Then we tested those refusals. We threw out-of-scope questions at the agent and checked whether it refused appropriately or attempted to answer anyway. We measured the refusal rate and the accuracy of refusal decisions. A refusal where the agent should have known the answer is a miss. A refusal where the agent correctly identified an out-of-scope question is a success. Both count.
The Red Team Mindset
The most useful thing I did was ask a domain expert to try to break the AI.
Not test it. Break it. Give it the questions they would never normally ask a professional tool because the questions were too ambiguous, too edge-case, too likely to produce a wrong answer.
This exercise surfaced failure modes I hadn't imagined. Combinations of conditions that produced confident wrong answers. Question phrasings that confused the agent about which jurisdiction applied. Requests for information the agent had partially but not fully.
Every failure in that red team session went into the test suite. Now it is part of every evaluation run.
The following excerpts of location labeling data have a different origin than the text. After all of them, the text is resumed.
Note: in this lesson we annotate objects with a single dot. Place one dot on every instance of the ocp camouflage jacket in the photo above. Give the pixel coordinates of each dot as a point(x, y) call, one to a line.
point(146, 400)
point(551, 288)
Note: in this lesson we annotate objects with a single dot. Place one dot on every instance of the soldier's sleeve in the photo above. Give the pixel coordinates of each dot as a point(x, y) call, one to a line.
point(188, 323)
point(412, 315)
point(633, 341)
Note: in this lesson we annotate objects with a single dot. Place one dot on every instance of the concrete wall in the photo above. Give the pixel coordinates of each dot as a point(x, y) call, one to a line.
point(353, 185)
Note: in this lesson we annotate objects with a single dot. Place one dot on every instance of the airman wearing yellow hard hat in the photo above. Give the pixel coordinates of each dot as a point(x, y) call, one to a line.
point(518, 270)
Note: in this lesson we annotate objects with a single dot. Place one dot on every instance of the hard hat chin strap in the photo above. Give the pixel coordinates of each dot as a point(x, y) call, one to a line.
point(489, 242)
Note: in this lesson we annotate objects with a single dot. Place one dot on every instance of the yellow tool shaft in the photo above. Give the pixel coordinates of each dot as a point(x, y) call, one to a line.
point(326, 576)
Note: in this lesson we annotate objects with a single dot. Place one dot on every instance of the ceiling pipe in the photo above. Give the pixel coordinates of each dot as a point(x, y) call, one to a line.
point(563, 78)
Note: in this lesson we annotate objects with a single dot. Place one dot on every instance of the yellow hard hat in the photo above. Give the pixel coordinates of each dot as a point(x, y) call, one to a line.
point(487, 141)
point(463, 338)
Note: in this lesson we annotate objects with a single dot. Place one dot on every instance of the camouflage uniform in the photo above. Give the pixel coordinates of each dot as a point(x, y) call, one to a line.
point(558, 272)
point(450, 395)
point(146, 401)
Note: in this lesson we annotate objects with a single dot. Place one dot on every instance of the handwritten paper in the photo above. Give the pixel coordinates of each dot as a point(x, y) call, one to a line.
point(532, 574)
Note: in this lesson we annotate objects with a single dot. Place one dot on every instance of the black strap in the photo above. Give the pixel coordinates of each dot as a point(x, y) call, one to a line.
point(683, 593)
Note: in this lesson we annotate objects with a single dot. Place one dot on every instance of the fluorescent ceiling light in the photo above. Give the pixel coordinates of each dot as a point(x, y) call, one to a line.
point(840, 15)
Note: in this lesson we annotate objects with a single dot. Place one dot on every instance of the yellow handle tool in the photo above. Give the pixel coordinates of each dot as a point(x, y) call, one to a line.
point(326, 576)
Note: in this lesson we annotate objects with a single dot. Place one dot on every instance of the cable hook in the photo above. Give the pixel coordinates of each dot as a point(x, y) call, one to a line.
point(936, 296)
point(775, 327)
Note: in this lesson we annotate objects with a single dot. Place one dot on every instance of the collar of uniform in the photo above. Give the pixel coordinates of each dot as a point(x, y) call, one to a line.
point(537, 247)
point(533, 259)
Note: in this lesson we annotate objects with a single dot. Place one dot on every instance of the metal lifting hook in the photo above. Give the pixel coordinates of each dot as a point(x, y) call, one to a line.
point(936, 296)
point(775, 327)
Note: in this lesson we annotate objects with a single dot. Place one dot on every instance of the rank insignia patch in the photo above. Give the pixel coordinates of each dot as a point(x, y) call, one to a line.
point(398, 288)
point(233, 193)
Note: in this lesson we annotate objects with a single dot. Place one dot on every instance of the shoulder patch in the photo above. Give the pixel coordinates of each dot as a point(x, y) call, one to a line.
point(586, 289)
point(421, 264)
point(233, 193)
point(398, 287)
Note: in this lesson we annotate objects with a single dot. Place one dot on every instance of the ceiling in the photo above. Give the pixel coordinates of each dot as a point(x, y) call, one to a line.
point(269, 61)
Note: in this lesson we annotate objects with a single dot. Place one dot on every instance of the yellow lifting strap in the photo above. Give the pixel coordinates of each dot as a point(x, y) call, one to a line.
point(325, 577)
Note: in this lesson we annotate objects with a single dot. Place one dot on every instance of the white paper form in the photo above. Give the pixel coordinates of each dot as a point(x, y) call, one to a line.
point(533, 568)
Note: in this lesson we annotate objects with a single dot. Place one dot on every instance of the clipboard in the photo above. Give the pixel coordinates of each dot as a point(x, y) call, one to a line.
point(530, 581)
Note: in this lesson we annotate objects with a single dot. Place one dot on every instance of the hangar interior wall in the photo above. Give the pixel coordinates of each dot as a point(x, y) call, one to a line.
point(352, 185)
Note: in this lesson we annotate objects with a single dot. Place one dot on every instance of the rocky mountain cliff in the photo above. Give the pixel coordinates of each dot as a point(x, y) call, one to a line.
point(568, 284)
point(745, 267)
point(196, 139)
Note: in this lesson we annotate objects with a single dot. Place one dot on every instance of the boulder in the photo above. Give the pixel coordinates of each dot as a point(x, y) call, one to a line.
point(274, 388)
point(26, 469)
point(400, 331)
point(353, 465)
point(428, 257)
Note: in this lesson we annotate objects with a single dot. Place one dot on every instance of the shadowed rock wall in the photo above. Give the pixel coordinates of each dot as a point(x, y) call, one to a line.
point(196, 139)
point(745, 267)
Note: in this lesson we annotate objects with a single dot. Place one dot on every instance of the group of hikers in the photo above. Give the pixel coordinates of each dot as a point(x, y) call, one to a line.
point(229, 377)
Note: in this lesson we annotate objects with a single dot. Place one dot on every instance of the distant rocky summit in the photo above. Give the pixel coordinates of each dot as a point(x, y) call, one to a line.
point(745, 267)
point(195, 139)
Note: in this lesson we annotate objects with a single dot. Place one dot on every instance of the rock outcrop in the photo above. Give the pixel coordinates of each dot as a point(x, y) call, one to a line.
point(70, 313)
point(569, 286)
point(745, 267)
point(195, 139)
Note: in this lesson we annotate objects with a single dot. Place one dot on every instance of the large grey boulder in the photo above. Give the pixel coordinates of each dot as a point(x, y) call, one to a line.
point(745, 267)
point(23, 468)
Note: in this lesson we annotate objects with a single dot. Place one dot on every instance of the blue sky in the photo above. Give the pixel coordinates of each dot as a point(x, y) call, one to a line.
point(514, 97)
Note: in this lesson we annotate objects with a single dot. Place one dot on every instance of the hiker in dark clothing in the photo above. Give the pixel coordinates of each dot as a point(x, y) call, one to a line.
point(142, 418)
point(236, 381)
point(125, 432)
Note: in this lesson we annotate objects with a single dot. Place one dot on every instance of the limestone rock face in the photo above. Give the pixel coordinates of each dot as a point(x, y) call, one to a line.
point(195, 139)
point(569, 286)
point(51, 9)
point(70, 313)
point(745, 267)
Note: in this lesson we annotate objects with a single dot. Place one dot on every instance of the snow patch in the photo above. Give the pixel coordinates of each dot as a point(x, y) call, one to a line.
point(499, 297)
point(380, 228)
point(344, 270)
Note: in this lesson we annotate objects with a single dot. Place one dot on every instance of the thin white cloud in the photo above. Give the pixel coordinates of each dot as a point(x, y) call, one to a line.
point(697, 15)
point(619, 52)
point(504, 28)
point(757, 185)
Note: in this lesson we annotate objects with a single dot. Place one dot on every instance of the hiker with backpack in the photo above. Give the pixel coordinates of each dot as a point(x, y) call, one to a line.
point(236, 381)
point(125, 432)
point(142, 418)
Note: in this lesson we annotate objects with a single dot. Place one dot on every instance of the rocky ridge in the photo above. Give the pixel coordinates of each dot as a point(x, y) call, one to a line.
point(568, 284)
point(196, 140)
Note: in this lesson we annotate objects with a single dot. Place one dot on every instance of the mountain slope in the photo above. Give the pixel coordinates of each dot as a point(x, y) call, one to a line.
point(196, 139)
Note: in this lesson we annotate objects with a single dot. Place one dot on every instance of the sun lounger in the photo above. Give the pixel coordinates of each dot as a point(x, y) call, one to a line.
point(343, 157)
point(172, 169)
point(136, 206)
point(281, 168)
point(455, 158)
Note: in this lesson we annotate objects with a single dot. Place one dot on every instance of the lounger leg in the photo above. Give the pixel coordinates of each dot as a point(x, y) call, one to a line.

How to Structure the Test Suite
A practical structure for AI product test suites:
- 40% standard questions with known correct answers
- 30% out-of-scope questions that should be refused
- 30% trick questions and plausible failure modes
Track three metrics: accuracy on answerable questions, refusal rate on out-of-scope questions, and false confidence rate on trick questions. That last one is the number that matters most. It tells you how often the AI is confidently wrong.
Testing Is Never Done
Every production failure goes back into the test suite. Every user correction gets evaluated for whether it represents a new failure mode we hadn't tested for. The test suite grows with the product.
This is not a comforting way to think about testing. It means the work is never finished. But it is the honest way to think about it. A professional tool operating in a complex domain will encounter failure modes you didn't anticipate. The only question is whether you discover them in testing or in production.
Test for wrong. It is the only way to build something you can actually trust.